- Title: Rabbi, Amora

Personal life
- Occupation: Rabbi

Religious life
- Religion: Judaism

Jewish leader
- Main work: Interpretations of various mishnaic passages; halakhic decisions
- Other: Religious judge at Mahuza
- Residence: Mahuza, Babylonia

= Rabbah bar Abuha =

Rabbah bar Abuha (or Rabbah bar Avuha; רבה בר אבוה) was a Babylonian rabbi of the second generation of amoraim.

==Biography==
He was a student of Rav, and resided at Nehardea of Babylonia. He was the teacher and father-in-law of Rav Nachman. After Nehardea had been destroyed by Papa ben Neser in 259, he moved to Shekunzib (Hinzebu), and then again moved to Shilhe, then to Mahuza, where he settled along with Rav Nachman, and became a religious judge. There are allusions to a number of decisions and rulings made by him while at Mahuza.

He was related to the house of the exilarchs and is even said to have been an exilarch himself. Sherira Gaon claimed to be a descendant of his, and of the Davidic line.

According to legend, Rabbah was a friend of the prophet Elijah, who gave him leaves from paradise, so that he became rich.

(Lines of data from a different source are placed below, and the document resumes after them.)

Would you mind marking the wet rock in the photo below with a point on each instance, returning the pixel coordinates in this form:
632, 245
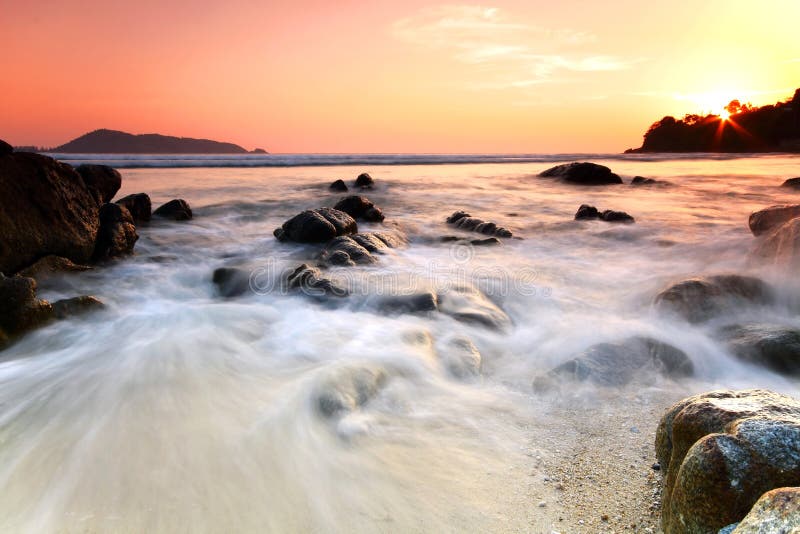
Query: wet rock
176, 209
463, 220
723, 450
359, 207
616, 364
700, 299
583, 174
117, 234
338, 185
102, 181
45, 209
469, 305
316, 226
139, 206
772, 346
776, 511
365, 181
231, 281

A descendent was Sherira ben Hanina

==Teachings==
Rabbah was not a prominent teacher; and he himself admitted that he was not thoroughly versed even in the four orders of the Mishnah, which were generally studied in the schools. Some of his interpretations of various mishnaic passages have been preserved, as well as confirmations of earlier halakhot and halakhic decisions of his own.

===Quotes===
- The commandment to love one's neighbor must be observed even in the execution of a criminal, since he should be granted as easy a death as possible.